Guerin scored the Islanders’ first goal by banking it in off Luongo, who thought the play was offside. “I saw the ref had his arm up, but I don’t want to really use that as an excuse,” said Luongo. “You gotta stay with the play ‘cause stuff like that happens.”

The second goal was no less frustrating, as Luongo lost the puck in his feet behind the net. “I went to stop it and then I couldn’t find the puck. I knew it was in my skates, so I lifted my right but unfortunately it was the wrong one.” The puck then squirted in front to Blake Comeau who easily tapped it in to take a 2-1 lead.

At the other end of the rink, the Canucks were getting no such luck with Rick DiPietro. “Obviously the factor in this game was their goaltending,” said Vigneault. “It shouldn’t have been close. It was close. We’ve been on the other side of a lot of those games where our goaltender’s keeping us in and making it a game. That’s what their guy did tonight, and I’m really happy with everything we did – except maybe score more goals.”

But it wasn’t easy to score on DiPietro. Markus Naslund and Daniel Sedin were the only Canucks who were able to put the puck past him. “Ricky made some big saves for us,” said Islanders’ coach Ted Nolan. “He’s been terrific.”

Once the game went into a shootout, however, Luongo returned to his usual form, a form that justified the day’s news that he’d be starting in net for the Western Conference All-Star team.

Louie stopped five of six shooters to collect the win. The modest goaltender didn’t have much good to say about his performance in regulation, but didn’t sell himself short on the breakaway contest. “What a performance in the shootout!” he said of himself, jokingly. “Ended off on a strong note.

“The guys worked really hard tonight.

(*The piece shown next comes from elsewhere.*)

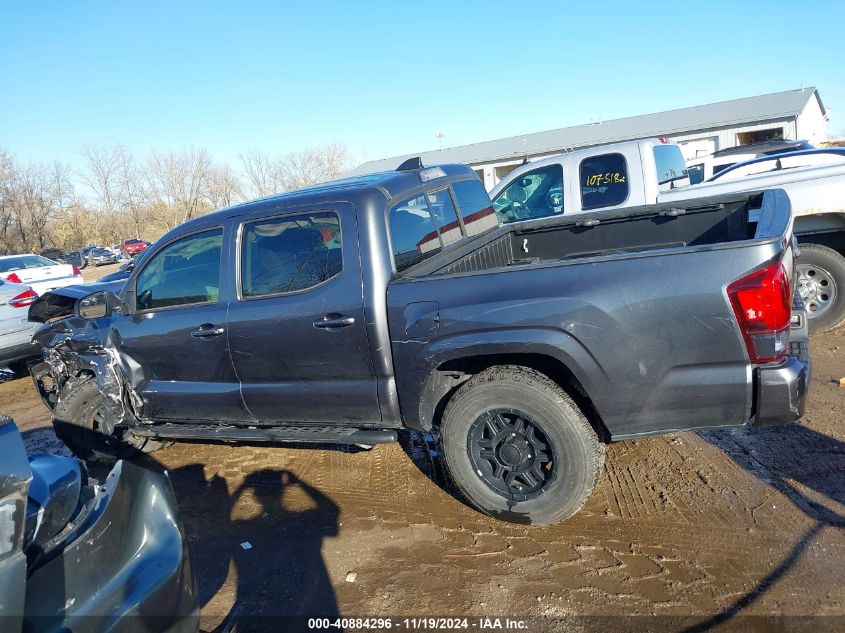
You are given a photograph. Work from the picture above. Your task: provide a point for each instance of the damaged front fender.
(73, 347)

That’s why it would have been disappointing if we didn’t get the two points,” said Louie.

After seeing Roberto steal games for the team’s skaters all year long, it was great to see the skaters pull one out of the bag for the goalie.

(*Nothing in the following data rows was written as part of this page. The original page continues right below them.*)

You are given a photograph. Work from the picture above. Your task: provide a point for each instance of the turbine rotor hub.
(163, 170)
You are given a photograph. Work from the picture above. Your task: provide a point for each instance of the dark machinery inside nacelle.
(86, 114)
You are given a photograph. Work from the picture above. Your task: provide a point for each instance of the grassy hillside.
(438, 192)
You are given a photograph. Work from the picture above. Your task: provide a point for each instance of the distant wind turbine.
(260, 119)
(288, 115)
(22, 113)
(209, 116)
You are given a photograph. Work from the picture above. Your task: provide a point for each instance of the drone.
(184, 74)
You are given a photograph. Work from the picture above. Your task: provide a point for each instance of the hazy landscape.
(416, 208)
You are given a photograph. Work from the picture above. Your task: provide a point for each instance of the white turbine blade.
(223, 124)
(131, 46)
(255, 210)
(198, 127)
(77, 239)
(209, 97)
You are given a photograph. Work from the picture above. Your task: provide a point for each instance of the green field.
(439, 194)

2 – clear breakaways for Byron Ritchie on the same shift

3 – straight seasons Danny Sedin has hit the 20-goal mark

8 – years since the Islanders traded Luongo. They haven’t won a Stanley Cup in that time frame either. Coincidence? Or the curse of the Luongino?

14 – consecutive home games the Canucks haven’t lost in regulation (12-0-2)

45 – shots on goal for the Canucks, setting a season record

You can’t find much that’s bad with an offense that musters 45 shots in 65 minutes.

Vigneault’s line switching of moving Raymond to the top line with the Sedins and Naslund down to the second line seemed to work.

They would have scored more if only they hadn’t run into Rick DiPietro.

It was a little spotty in the second, but for a large portion of the game wouldn’t let the Islanders anywhere near Luongo.

The Canucks played on the power play for 12:23, and still couldn’t find the back of the net (0-7). They seemed to play better 5-on-5.

They were 100% on the PK, but then, they only had to worry about that for 18 seconds all game.